Siyasi iktidar, demokratik koşullarda seçimleri kazanamayacağını görüyor: Hem 7 Haziran 2015 seçimlerinde hem de 16 Nisan 2017 referandumunda AKP kaybetti. Kazandığı son seçimleri ise, savaş koşullarında elde etti. AKP, şimdi de Afrin operasyonunu uzatarak, iç politikada sözde ABD-Avrupa karşıtı, Kürt düşmanı ırkçı siyasal söylem üzerinden yeniden seçimleri kazanma stratejisi izliyor.
Öyle anlaşılıyor ki, seçim tarihine kadar bu politikayı sürdürmek suretiyle siyasi havayı zehirleyerek siyasi süreci denetim altında tutmayı deneyecekler. Kuşkusuz bu politikayı sürdürmenin kolay olmadığı apaçık, bu da seçim tarihlerinin erkene alınması meselesini gündeme getirebilir veya seçimlerin ertelenmesi söz konusu olabilir.

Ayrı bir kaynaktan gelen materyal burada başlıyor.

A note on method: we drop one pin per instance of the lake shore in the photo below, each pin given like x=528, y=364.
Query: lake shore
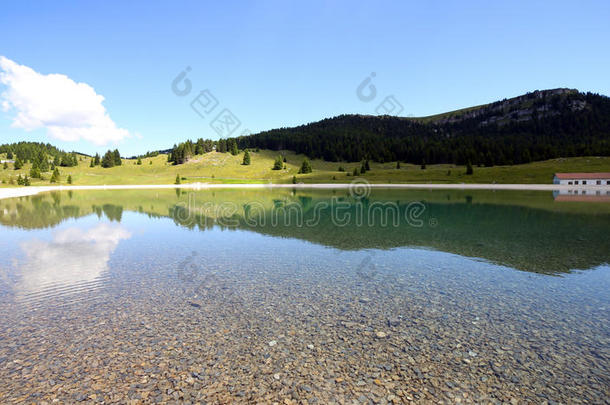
x=28, y=191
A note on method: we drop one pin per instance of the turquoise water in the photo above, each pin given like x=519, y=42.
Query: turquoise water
x=241, y=296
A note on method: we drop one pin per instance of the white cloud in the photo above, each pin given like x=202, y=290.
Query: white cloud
x=69, y=111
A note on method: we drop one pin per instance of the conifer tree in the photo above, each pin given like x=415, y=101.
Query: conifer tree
x=246, y=160
x=55, y=176
x=305, y=167
x=278, y=164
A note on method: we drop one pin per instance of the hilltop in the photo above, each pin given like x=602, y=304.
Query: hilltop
x=536, y=126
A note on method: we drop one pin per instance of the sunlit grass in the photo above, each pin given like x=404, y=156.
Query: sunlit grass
x=225, y=168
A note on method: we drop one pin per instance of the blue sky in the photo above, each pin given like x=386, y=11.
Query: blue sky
x=284, y=63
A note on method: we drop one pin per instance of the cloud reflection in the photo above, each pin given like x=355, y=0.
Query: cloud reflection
x=73, y=258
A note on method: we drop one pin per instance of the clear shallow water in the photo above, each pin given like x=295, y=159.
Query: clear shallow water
x=161, y=296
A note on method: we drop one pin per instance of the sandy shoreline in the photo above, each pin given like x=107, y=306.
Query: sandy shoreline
x=27, y=191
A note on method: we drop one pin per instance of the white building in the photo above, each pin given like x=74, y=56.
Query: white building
x=582, y=179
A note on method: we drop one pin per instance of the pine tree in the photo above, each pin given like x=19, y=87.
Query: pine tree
x=305, y=167
x=35, y=172
x=55, y=176
x=108, y=160
x=246, y=161
x=278, y=164
x=116, y=157
x=234, y=150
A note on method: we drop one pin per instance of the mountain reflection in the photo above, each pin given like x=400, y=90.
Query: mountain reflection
x=73, y=258
x=523, y=230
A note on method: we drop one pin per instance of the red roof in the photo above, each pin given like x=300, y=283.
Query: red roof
x=585, y=176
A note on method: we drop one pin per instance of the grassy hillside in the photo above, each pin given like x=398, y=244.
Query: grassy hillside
x=225, y=168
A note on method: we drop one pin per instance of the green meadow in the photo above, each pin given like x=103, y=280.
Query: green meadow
x=216, y=167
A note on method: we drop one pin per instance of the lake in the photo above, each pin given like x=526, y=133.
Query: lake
x=304, y=296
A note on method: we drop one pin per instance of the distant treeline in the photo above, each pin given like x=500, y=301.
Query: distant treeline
x=539, y=126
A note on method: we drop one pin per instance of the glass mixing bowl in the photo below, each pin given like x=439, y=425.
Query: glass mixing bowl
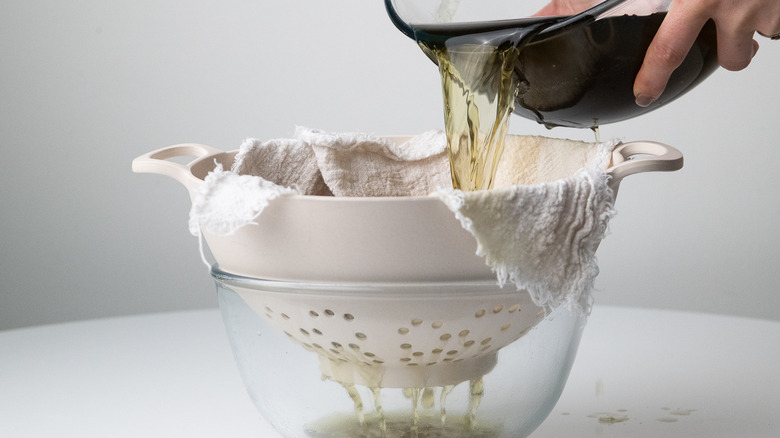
x=438, y=359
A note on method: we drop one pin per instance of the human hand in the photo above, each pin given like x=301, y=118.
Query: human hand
x=736, y=22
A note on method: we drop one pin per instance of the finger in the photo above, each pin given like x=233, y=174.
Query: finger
x=667, y=51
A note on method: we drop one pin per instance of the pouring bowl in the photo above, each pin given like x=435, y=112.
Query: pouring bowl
x=573, y=70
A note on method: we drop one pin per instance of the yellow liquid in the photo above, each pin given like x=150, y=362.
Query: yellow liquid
x=479, y=94
x=421, y=421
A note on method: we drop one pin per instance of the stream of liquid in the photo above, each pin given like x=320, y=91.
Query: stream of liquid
x=422, y=420
x=581, y=77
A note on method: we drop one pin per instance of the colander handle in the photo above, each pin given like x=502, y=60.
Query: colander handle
x=158, y=162
x=643, y=156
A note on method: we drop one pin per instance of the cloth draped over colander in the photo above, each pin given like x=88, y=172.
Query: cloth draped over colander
x=538, y=229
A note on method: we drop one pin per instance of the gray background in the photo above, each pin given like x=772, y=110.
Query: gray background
x=86, y=86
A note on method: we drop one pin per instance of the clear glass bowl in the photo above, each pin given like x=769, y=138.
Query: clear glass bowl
x=440, y=359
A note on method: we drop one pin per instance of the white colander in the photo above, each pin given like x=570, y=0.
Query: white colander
x=395, y=335
x=415, y=306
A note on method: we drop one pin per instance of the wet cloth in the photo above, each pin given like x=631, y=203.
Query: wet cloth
x=538, y=229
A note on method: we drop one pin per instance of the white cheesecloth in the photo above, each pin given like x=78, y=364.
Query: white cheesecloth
x=538, y=229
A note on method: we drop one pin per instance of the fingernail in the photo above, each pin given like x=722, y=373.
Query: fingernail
x=644, y=100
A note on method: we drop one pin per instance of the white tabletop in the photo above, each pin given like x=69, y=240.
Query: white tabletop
x=638, y=373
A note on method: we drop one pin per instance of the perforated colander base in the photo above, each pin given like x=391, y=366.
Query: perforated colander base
x=400, y=336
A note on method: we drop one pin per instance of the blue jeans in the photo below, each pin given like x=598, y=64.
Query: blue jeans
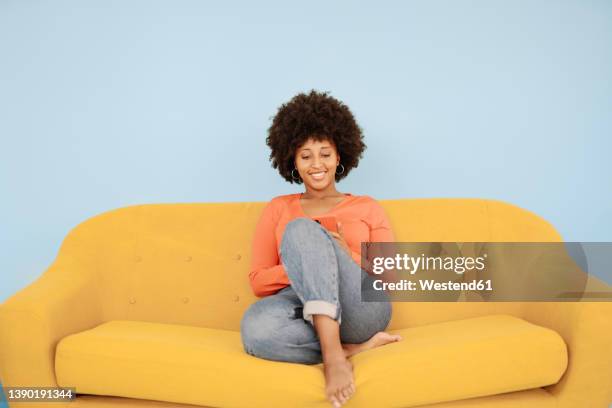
x=324, y=280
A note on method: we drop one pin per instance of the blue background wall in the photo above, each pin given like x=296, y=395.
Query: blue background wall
x=112, y=103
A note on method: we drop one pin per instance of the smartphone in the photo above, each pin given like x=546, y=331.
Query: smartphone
x=330, y=223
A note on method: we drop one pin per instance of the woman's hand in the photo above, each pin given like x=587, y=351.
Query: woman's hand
x=339, y=236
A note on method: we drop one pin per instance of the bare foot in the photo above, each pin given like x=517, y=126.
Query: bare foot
x=377, y=340
x=339, y=384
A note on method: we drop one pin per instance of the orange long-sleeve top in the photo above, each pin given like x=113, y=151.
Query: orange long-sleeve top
x=363, y=220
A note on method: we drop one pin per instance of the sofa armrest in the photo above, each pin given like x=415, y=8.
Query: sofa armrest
x=62, y=301
x=586, y=328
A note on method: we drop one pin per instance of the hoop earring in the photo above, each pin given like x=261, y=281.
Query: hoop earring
x=293, y=177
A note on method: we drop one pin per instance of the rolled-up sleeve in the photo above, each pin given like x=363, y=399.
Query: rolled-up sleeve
x=267, y=274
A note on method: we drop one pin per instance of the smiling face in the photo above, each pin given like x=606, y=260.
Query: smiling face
x=316, y=162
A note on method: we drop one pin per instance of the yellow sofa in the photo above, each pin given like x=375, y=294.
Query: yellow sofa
x=142, y=306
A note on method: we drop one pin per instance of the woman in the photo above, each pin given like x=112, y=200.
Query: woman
x=309, y=275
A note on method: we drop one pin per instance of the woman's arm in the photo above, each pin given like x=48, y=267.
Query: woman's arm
x=267, y=274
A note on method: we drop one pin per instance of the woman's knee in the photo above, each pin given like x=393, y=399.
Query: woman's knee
x=255, y=327
x=299, y=230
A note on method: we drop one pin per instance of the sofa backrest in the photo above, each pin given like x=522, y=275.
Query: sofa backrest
x=189, y=263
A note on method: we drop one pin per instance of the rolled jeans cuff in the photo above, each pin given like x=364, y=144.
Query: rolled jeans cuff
x=320, y=307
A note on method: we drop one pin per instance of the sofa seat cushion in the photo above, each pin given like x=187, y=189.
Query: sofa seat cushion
x=202, y=366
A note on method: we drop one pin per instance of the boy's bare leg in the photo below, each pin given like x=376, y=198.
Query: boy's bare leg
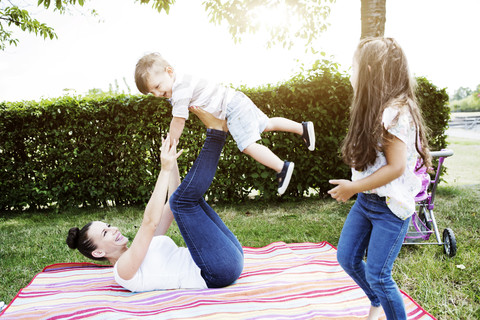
x=209, y=120
x=265, y=156
x=284, y=124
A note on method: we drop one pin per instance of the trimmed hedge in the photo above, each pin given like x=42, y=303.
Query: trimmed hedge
x=94, y=151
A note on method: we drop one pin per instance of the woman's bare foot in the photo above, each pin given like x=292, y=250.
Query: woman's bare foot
x=374, y=313
x=209, y=120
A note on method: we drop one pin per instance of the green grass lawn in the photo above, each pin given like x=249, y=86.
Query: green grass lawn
x=29, y=241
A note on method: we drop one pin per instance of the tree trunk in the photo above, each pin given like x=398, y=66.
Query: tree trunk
x=373, y=18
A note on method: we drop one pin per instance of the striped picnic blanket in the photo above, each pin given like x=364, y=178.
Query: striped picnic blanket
x=280, y=281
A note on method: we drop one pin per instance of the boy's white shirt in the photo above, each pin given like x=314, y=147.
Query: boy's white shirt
x=188, y=90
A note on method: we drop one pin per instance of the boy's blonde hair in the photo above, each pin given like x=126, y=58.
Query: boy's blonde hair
x=146, y=66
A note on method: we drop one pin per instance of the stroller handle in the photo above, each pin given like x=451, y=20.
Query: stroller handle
x=443, y=153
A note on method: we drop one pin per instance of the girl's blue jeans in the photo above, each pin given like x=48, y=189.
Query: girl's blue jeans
x=214, y=248
x=370, y=224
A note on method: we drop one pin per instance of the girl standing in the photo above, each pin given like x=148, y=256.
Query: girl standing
x=386, y=136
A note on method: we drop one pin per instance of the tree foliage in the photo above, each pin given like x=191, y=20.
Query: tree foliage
x=14, y=17
x=286, y=21
x=373, y=16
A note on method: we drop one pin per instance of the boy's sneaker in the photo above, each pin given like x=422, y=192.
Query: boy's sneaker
x=309, y=135
x=284, y=176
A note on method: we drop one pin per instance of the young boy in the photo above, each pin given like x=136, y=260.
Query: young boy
x=245, y=121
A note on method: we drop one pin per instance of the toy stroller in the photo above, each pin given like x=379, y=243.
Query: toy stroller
x=423, y=222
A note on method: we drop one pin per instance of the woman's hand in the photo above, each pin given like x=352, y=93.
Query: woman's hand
x=168, y=153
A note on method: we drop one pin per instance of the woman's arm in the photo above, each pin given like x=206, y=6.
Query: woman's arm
x=167, y=216
x=130, y=261
x=396, y=154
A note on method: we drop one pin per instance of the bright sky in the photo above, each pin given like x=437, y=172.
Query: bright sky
x=440, y=38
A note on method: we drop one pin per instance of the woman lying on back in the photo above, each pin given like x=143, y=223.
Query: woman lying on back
x=213, y=257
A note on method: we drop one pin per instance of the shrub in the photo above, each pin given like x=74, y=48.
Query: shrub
x=104, y=150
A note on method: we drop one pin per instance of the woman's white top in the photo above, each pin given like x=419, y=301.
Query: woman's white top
x=400, y=193
x=165, y=266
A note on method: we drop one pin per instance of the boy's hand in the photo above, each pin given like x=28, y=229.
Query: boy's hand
x=169, y=153
x=343, y=191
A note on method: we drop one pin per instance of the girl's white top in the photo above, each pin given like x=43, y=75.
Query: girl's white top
x=400, y=193
x=166, y=266
x=188, y=90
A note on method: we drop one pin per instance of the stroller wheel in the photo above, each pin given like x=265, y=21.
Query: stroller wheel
x=423, y=217
x=449, y=243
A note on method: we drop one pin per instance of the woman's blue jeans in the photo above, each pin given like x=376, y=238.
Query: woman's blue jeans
x=214, y=248
x=371, y=224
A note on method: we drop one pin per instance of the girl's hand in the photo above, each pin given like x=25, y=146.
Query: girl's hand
x=343, y=191
x=169, y=153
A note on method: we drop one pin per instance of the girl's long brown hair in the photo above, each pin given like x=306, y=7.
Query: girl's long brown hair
x=383, y=79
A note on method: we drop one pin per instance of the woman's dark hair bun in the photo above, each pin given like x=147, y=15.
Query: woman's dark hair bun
x=72, y=238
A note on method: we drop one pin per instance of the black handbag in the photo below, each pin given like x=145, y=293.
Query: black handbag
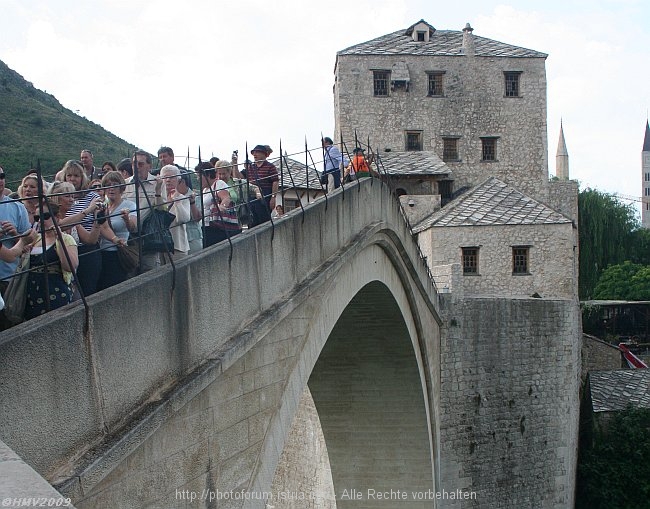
x=16, y=293
x=155, y=234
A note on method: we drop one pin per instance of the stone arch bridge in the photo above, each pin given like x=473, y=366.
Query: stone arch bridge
x=303, y=371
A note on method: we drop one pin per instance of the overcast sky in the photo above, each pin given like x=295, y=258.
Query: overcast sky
x=222, y=73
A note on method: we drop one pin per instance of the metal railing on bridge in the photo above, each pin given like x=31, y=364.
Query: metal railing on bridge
x=292, y=175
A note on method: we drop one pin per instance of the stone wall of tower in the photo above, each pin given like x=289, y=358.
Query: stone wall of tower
x=509, y=399
x=552, y=259
x=474, y=106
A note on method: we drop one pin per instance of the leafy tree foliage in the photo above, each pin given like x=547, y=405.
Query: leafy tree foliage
x=608, y=236
x=613, y=467
x=626, y=281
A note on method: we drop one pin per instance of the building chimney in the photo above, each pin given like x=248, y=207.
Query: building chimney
x=468, y=40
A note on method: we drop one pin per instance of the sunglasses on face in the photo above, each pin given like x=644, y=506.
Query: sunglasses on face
x=45, y=217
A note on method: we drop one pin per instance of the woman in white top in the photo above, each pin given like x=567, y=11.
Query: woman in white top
x=179, y=205
x=122, y=221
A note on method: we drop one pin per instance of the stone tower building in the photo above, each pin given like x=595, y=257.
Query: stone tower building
x=459, y=126
x=645, y=179
x=562, y=157
x=479, y=104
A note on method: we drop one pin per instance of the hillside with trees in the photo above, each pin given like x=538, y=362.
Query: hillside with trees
x=35, y=126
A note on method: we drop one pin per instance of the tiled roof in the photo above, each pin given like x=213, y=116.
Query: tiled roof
x=615, y=390
x=492, y=203
x=413, y=163
x=441, y=43
x=295, y=174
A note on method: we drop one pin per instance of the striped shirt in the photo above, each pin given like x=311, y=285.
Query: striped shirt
x=81, y=204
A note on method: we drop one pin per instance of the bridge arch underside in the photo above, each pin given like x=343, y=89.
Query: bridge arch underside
x=361, y=322
x=368, y=394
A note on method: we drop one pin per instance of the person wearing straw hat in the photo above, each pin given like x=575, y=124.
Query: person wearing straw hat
x=263, y=174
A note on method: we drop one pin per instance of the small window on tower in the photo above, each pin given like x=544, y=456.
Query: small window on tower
x=470, y=260
x=520, y=260
x=512, y=84
x=488, y=149
x=436, y=84
x=413, y=141
x=380, y=83
x=450, y=149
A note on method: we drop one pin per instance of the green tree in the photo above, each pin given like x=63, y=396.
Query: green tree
x=626, y=281
x=613, y=466
x=607, y=236
x=641, y=243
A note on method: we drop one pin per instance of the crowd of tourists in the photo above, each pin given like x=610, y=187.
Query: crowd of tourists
x=90, y=228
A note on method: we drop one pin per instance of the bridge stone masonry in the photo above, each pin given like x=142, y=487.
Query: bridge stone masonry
x=317, y=367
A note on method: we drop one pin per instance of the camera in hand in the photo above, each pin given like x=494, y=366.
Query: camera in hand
x=101, y=214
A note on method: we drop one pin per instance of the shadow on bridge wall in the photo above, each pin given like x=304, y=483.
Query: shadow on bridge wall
x=190, y=382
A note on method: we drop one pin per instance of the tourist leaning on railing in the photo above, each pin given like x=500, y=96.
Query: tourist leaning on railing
x=56, y=292
x=179, y=205
x=220, y=214
x=90, y=259
x=122, y=220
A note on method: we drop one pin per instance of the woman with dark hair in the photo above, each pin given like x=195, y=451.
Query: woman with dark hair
x=123, y=220
x=125, y=167
x=220, y=215
x=42, y=296
x=90, y=258
x=108, y=166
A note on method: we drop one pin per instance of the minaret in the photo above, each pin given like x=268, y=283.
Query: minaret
x=645, y=179
x=562, y=157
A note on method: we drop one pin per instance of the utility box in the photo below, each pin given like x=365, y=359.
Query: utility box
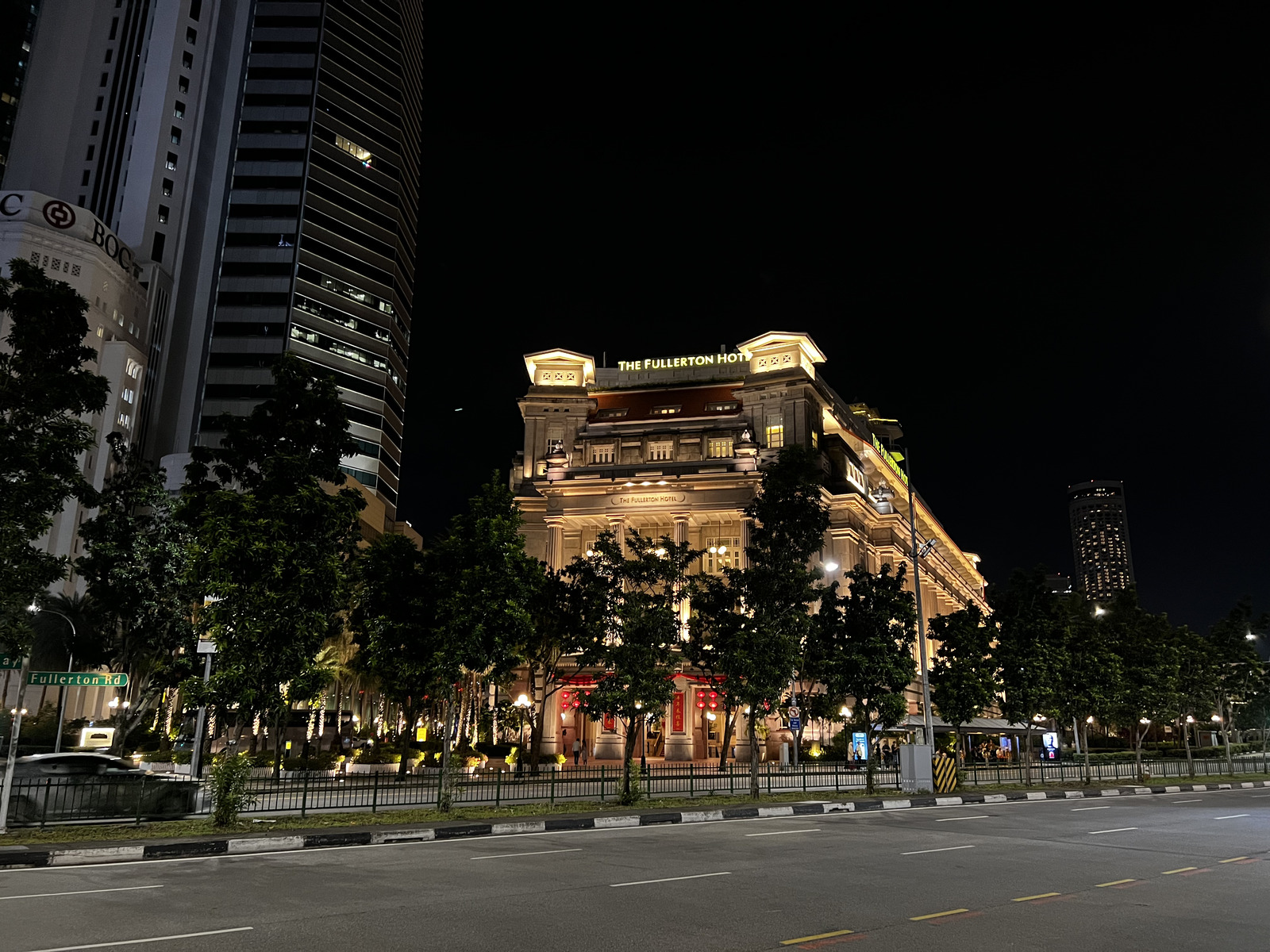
x=916, y=774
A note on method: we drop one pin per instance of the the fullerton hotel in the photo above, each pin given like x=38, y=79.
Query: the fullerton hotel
x=672, y=447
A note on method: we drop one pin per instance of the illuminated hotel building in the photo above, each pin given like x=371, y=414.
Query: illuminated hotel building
x=675, y=447
x=1100, y=537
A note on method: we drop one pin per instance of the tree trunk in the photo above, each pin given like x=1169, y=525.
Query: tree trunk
x=1226, y=734
x=279, y=720
x=729, y=717
x=1137, y=752
x=1085, y=735
x=1028, y=755
x=404, y=740
x=753, y=752
x=628, y=761
x=444, y=789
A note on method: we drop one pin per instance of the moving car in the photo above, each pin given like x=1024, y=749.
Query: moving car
x=86, y=786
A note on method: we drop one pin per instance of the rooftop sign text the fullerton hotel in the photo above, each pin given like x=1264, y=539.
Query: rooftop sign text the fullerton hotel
x=670, y=363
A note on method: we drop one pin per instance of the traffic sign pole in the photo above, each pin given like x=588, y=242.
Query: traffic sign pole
x=6, y=787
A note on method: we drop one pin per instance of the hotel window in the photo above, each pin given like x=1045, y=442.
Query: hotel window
x=775, y=432
x=719, y=448
x=721, y=554
x=355, y=150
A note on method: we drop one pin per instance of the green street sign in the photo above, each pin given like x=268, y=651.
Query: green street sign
x=74, y=679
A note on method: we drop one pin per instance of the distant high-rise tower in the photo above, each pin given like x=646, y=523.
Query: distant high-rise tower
x=1100, y=537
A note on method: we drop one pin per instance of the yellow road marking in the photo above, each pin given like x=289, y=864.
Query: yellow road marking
x=937, y=916
x=822, y=936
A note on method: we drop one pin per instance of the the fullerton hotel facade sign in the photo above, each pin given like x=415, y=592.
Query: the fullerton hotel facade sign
x=670, y=363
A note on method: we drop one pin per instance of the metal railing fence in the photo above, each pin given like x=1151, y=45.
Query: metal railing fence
x=59, y=800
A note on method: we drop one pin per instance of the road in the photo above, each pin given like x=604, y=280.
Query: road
x=1114, y=873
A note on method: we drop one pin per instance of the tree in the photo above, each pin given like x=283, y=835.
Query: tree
x=964, y=674
x=867, y=636
x=1149, y=666
x=135, y=562
x=1235, y=664
x=630, y=626
x=1089, y=676
x=272, y=546
x=753, y=626
x=1030, y=651
x=44, y=397
x=393, y=621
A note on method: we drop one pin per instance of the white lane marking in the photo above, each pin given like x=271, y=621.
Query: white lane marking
x=943, y=850
x=139, y=942
x=672, y=879
x=82, y=892
x=537, y=852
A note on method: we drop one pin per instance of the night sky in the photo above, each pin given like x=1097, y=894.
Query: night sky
x=1043, y=247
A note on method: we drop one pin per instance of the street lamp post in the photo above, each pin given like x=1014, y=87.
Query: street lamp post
x=70, y=666
x=927, y=717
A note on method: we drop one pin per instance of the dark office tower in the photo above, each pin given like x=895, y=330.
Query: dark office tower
x=1100, y=537
x=17, y=32
x=319, y=239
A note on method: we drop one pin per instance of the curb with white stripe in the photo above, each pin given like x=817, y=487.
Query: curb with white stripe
x=137, y=852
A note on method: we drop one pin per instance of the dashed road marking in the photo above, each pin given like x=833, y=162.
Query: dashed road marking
x=821, y=936
x=937, y=916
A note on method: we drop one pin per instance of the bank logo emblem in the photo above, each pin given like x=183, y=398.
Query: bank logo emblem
x=59, y=213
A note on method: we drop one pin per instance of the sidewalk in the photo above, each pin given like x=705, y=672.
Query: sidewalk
x=17, y=857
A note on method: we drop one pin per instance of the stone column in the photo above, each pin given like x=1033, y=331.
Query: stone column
x=679, y=743
x=618, y=526
x=556, y=543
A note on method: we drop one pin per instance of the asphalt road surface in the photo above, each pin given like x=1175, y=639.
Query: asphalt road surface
x=1157, y=873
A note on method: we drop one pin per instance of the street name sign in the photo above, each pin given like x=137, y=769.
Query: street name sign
x=76, y=679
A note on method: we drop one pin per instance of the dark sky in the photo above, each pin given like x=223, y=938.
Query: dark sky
x=1041, y=247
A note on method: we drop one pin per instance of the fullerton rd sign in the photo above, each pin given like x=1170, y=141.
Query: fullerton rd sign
x=670, y=363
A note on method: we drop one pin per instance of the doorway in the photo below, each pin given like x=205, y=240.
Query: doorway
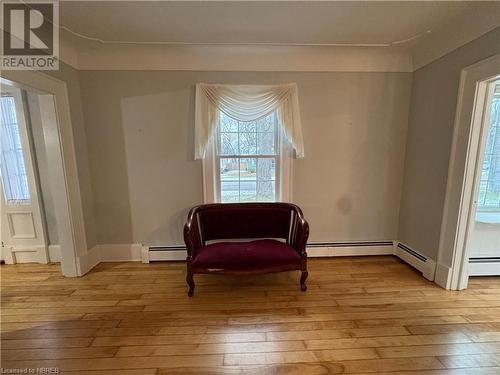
x=24, y=185
x=52, y=100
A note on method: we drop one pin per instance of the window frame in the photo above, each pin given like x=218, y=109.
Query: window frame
x=283, y=167
x=482, y=207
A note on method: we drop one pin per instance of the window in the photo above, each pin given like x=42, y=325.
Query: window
x=247, y=159
x=489, y=185
x=12, y=167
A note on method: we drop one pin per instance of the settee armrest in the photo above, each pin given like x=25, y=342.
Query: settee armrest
x=192, y=234
x=300, y=233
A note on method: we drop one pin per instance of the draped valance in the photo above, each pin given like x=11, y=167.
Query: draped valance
x=247, y=103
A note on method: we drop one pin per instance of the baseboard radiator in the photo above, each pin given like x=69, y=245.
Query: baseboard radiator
x=323, y=249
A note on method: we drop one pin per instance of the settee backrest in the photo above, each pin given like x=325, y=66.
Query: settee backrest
x=246, y=220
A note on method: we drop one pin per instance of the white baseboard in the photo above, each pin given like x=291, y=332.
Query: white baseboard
x=55, y=253
x=28, y=254
x=479, y=268
x=137, y=252
x=443, y=276
x=108, y=253
x=415, y=259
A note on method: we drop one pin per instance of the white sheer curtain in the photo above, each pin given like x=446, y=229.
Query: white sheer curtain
x=247, y=103
x=12, y=167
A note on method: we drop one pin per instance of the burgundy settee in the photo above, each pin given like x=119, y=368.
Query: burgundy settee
x=245, y=238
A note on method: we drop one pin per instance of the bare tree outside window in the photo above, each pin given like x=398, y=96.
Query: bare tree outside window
x=489, y=185
x=247, y=153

AKP-MHP ittifakının Türkiye toplumuna savaş dışında verebileceği hiçbir siyasi hedef kalmamıştır. Emperyal Osmanlı hayalleri bir süre idare etse de orta ve uzun vadede karın doyurmaz. İktidar cephesinin ekonomik kriz koşullarında halkın yaşadığı sıkıntılara iş, aş gibi taleplere vereceği doyurucu yanıtı yok. Mega, çılgın projeler ise, topluma maliyeti yüksek olan yap-işlet modelleridir ki, kamu maliyesindeki açığı daha da büyüten sonuçlar doğuruyorlar.
İkinci Cephe’nin gündemi
Bunca anti demokratik uygulama, özgürlüklerin kısıtlanması, sıradanlaşan gözaltılar, tutuklamalar; tek tipleşen medya kanalları, siyasete egemen olan ırkçı söylem, iktidar çıkarlarının ulusal çıkarlarmış gibi sunulduğu savaş politikaları, OHAL’in yönetim biçimi olarak kalıcılaşması, ‘terörizm’ ifadesinin sıradanlaşması, bunun yol açtığı yüzbinleri kapsayan mağduriyet, işten çıkartma, işkence…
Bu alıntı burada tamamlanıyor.